Авторские симпатии и антипатии в гриновском творчестве не вызывают сомнений: кружевная резьба «микросостояний» сочетается с предельно четким, линейным рисунком общего нравственного облика героя и составляет специфически гриновскую манеру психологического портрета. Но сила и торжество идеала связаны в прозе Грина не с идеализацией героя и уж тем более не с идеализацией действительности (здесь хотелось бы даже употребить странный термин – критический романтизм), а с общей художественной идеей и позицией автора. Грин-романтик любуется теми, кто воплощает его мечту о нравственном совершенстве, но Грин-реалист хорошо знает психологические «бездны» человека, его падения, его неуправляемость, необъяснимость его поступков, тяжкое сочетание добра и зла в его душе (отсюда супружеская измена в «Ксении Турпановой»; смесь униженности и фанфаронства в герое «Пассажира Пыжикова»; неожиданное мужество Энниока, сполна расплачивающегося в «Жизни Гнора» за совершенную подлость; душевные самоистязания Фицроя в «Лошадиной голове» и бесстыдная «диалектика» проповедей Фрэнка Давенанта в «Дороге никуда»…).

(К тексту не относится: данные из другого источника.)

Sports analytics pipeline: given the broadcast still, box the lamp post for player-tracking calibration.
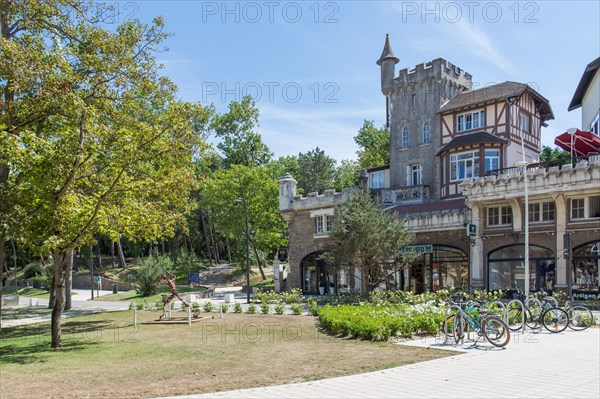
[235,187,251,304]
[515,160,530,296]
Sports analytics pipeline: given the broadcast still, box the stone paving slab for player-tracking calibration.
[158,328,600,399]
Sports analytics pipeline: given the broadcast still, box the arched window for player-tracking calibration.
[402,127,409,148]
[423,122,431,144]
[572,241,600,294]
[488,244,555,292]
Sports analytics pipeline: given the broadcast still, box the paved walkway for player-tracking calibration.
[160,328,600,399]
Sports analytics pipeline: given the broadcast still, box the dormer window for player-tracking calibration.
[457,110,484,132]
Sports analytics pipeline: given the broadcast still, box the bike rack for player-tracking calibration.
[486,300,507,320]
[506,299,526,334]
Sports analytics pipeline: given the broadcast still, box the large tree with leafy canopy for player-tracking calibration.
[0,0,207,347]
[322,188,413,295]
[212,96,273,168]
[200,165,286,280]
[354,120,390,169]
[296,147,336,194]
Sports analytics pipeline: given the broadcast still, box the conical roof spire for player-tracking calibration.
[376,34,399,66]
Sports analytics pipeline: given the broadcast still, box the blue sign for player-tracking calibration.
[188,273,201,284]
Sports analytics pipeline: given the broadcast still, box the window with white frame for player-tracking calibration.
[519,112,530,133]
[590,112,599,136]
[450,151,480,181]
[406,164,422,186]
[572,196,600,219]
[457,109,484,132]
[315,214,332,235]
[423,122,431,144]
[488,206,513,226]
[369,170,385,189]
[529,201,555,222]
[484,150,500,172]
[402,127,409,148]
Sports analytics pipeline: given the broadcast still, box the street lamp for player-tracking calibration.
[515,160,530,296]
[235,188,252,304]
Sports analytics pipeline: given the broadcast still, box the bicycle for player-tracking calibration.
[563,300,595,331]
[507,295,569,333]
[443,301,510,348]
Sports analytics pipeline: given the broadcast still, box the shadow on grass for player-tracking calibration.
[0,339,100,364]
[1,307,52,320]
[0,318,121,340]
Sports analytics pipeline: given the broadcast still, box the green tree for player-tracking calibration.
[296,147,336,194]
[334,159,359,191]
[212,96,273,168]
[539,146,571,164]
[323,188,413,295]
[1,2,204,347]
[267,155,299,181]
[354,120,390,169]
[201,165,286,280]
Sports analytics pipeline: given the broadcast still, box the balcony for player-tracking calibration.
[374,185,430,205]
[485,154,600,177]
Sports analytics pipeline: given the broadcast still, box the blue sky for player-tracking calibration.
[115,1,599,161]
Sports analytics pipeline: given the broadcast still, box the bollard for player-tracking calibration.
[187,306,192,326]
[133,307,137,326]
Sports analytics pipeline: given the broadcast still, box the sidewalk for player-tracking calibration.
[159,328,600,399]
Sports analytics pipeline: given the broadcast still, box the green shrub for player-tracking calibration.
[135,301,145,310]
[203,301,214,313]
[23,262,44,279]
[192,301,201,313]
[291,303,303,315]
[221,303,229,313]
[135,256,172,297]
[172,250,207,279]
[281,288,302,304]
[256,290,279,303]
[274,301,285,315]
[234,302,242,313]
[307,298,319,316]
[261,302,270,314]
[247,303,257,314]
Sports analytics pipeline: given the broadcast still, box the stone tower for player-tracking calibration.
[377,36,473,199]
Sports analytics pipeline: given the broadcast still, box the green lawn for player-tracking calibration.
[1,287,51,298]
[0,311,453,399]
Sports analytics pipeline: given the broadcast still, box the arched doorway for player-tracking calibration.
[300,251,336,295]
[488,244,555,292]
[572,241,600,300]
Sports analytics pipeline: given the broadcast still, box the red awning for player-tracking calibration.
[554,129,600,157]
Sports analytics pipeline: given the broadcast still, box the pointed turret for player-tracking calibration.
[376,34,399,66]
[377,34,398,96]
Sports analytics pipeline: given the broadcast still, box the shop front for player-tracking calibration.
[572,241,600,300]
[396,245,468,293]
[488,244,555,293]
[300,251,337,295]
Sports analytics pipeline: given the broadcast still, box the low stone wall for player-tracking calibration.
[72,273,134,291]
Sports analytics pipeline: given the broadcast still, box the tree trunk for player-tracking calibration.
[200,208,213,266]
[111,242,116,268]
[250,239,267,280]
[65,250,73,310]
[95,244,102,269]
[226,238,232,263]
[211,225,220,264]
[51,252,67,348]
[117,239,126,268]
[161,240,165,256]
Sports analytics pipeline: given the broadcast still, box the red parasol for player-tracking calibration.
[554,128,600,157]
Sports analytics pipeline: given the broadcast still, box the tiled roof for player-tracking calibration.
[568,57,600,111]
[388,198,466,216]
[376,34,399,66]
[439,81,554,121]
[436,131,508,156]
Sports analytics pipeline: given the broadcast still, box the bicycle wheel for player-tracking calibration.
[453,313,466,343]
[525,298,542,329]
[542,308,569,333]
[442,314,458,342]
[506,307,525,331]
[481,316,510,347]
[568,306,595,331]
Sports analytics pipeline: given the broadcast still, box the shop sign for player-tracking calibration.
[401,245,433,254]
[572,290,600,300]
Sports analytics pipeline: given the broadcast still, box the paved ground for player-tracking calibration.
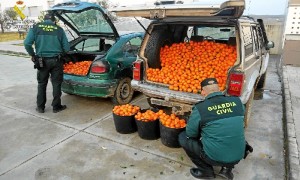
[282,65,300,179]
[0,40,298,179]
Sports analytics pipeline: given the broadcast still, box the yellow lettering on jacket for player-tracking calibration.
[207,101,236,115]
[216,108,233,115]
[38,24,57,32]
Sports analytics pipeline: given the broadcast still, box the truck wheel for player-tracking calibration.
[256,72,267,89]
[111,77,134,105]
[145,29,172,69]
[244,88,254,128]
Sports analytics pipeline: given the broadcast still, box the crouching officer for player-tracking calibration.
[24,13,70,113]
[179,78,252,179]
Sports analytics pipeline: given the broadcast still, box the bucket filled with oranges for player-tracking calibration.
[159,113,187,148]
[134,109,160,140]
[112,104,140,134]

Частной разновидностью общего внимания Грина к сложным формам психологических процессов является его постоянный и постоянно углубляющийся интерес к психологии творчества, к самому типу творческой личности. В целом ряде произведений, представляющих вершинные достижения Грина в жанре рассказа (я имею в виду «Возвращенный ад», «Искателя приключений», «Серый автомобиль», «Фанданго» и «Крысолова»), фигурируют персонажи, полностью выпадающие по сложному рисунку своего рефлектирующего и «галлюцинирующего» творческого сознания из привычной типологии – мужских образов, а сами сюжеты являются не чем иным, как материализованным и развернутым в интриге психологическим анализом работы этого сознания.

Главные герои Грина нередко приближены к автору почти вплотную, и достигается это не автобиографическими деталями, которые в преображенном виде, кстати, достаточно часто узнаваемы, но «трансплантацией» в характеры персонажей определенных черт творческой личности и творческого воображения, составляющих самое существо Грина-художника. Вот почему столь распространены в этой прозе персонажи, профессионально связанные с творческой деятельностью; вот почему на первоначальных этапах замысла в гриновских романах сплошь и рядом фигурирует некий литератор, от лица которого звучат в черновиках интереснейшие рассуждения о творческой лаборатории.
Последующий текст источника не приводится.